Copyright exists to incentivize authorship with the prospect of economic reward and to promote the public good. Copyright grants temporary monopoly privileges in order to turn private motivation into public benefit, so the laws must always be balanced in favor of the public interest. This is one of various ways to promote creativity and innovation.

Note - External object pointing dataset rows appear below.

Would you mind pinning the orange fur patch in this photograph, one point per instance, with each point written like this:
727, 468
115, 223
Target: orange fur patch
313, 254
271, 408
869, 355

Any reform to copyright law should include two important principles:
  1. accommodate new technology innovation and commerce so as not to make every licensee or consumer a copyright infringer; and
  2. provide certainty to businesses that are not the “content industry” but are nevertheless substantially affected by the Copyright Act.
Other notes and quotes:
  • Copyright is an important way to "incentivizing the creation of certain kinds of economically valuable content" however it inhibits some creative models.
  • Empowered by new technology and the Internet, virtually everyone may become a content creator with a potentially limitless audience.
  • Survey data suggests there is declining public respect for copyright.
  • Exceptionally long copyright terms have proven to be a significant problem for researchers, historians, and preservationists.
  • “[o]verprotecting intellectual property is as harmful as underprotecting it. Creativity is impossible without a rich public domain.”
Technology, especially Internet-enabled technology, has radically advanced the economy in recent years. To make sure that this growth continues, "any copyright reform should acknowledge the significance of doctrines ensuring copyright flexibility, particularly limitations and exceptions like the fair use doctrine and first sale."

Another difficulty is the interaction of copyright law with contract "It is not uncommon for licenses to prohibit the user from exercising rights under the Copyright Act, such as fair use" which means that a contract can defeat Congressional intent.

Copyright trolls are known for their abusive litigation tactics, such as “baseless shakedowns,” shotgun style law suits, and using copyrights acquired for the purpose of suing. They rely on astronomical awards for damages  which they use as a punitive tool, “designed to discourage wrongful conduct.” 

Congress needs to, among other things, ensure fair use is central to any legislation, preserve the first sale doctrine, reform the licensing landscape, and provide greater guidance under the law.